Wie ein einzelliger Marcel Proust schaute ich mich um, auf der Suche nach meiner verlorenen Zeit

Ich hatte nicht auf Geselligkeit gehofft ich hatte gehofft sie
Julien Althuisius

„Du hängst nicht gerne rum, oder?“, schrieb mir ein Freund. „Oder gehst du gleich in die Sauna?“ Es war Freitagnachmittag, kurz nach fünf. Und ich war in der Badewanne. Meine Freundin war gerade mit unseren Töchtern aus dem Haus gegangen. Sie brachte sie zu Oma, wo sie ein Wochenende blieben. Ich war das erste Mal seit langem alleine zu Hause. Das meiste Chaos hatte ich schon aufgeräumt (in meinem Kopf wirft mir meine Freundin immer ein paar Kisten Lego in den Kopf, kurz bevor sie aus der Tür geht, damit ich mich als Alleinerziehender nicht langweilen muss .. Genügend Müll für einander zu lassen ist schließlich der Eckpfeiler einer gleichberechtigten Elternschaft). Und jetzt war ich in einem warmen Bad. Weil es könnte.

Ich antwortete dem Freund, dass ich endlich mal einen Abend alleine war und nicht mehr ausging, was er verstand. Ich sackte zusammen und ließ noch mehr heißes Wasser laufen. Einen Moment später trat ich völlig entspannt und zufrieden aus der Wanne, wissend, dass nichts getan werden musste. Es war nicht nötig zu kochen, keine Kinder ins Bett zu bringen, kein Arsch nötig. Der Abend war ein großes weißes Blatt. Ich wärmte Essen auf und aß am Tisch, während ich auf meinem Laptop eine neue Serie auf Netflix ansah. Dann legte ich mich auf die Couch und schaute weiter.

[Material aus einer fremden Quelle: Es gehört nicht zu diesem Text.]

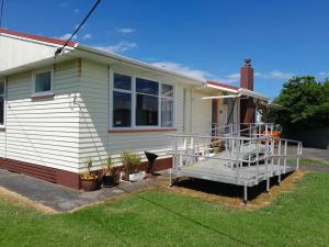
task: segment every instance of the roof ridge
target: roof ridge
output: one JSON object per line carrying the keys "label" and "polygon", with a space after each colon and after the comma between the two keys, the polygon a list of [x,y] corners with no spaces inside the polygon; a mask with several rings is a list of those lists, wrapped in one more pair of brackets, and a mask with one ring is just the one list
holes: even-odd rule
{"label": "roof ridge", "polygon": [[[8,34],[8,35],[13,35],[13,36],[19,36],[19,37],[25,37],[34,41],[41,41],[41,42],[46,42],[46,43],[52,43],[56,45],[65,45],[66,41],[60,40],[60,38],[55,38],[55,37],[46,37],[42,35],[35,35],[35,34],[29,34],[29,33],[22,33],[18,31],[12,31],[12,30],[7,30],[7,29],[0,29],[0,34]],[[70,47],[76,47],[78,43],[76,42],[68,42],[67,46]]]}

Ich war ungefähr in der Mitte der Folge, als ich entschied, dass ich doch nicht in der Stimmung dafür war und die Serie abstellte. Kein Grund, viel Zeit. Ich blätterte durch Netflix und schaltete einen Film ein, der mir gerade gut genug erschien. Es stellte sich heraus, dass es einfach nicht gut genug war und nach einer Stunde schaltete ich es aus. Ich sah auf die Uhr. Jetzt war es schwer. Ich hatte meine Zeit verschwendet, wie Leute, die im Lotto gewinnen und dann ihr ganzes Vermögen für Schrott ausgeben. Wie ein einzelliger Marcel Proust sah ich mich um und suchte nach meiner verlorenen Zeit.

Obwohl es zu spät war, um einen neuen Film anzufangen, war es noch früh genug, um gut zu schlafen. Im Bett öffnete ich Instagram. Klassischer Fehler. Bekannte zeigten, was für einen lustigen Freitagabend sie erlebten. Sie erwähnten sich gegenseitig in den Nachrichten und teilten diese Nachrichten dann erneut, sodass ich ein endloses Karussell voller Spaß beobachten konnte. „Schaut, wie viel Spaß wir haben“, sagten sie. ‚Aussehen!‘

„Ja!“ sagte ich, „verstehe! Aber ich habe auch Spaß, weißt du. Wirklich!‘ Das stimmte natürlich nicht. Und am Ende hätte ich einfach meinen Schwanz aus meiner Hose hängen sollen.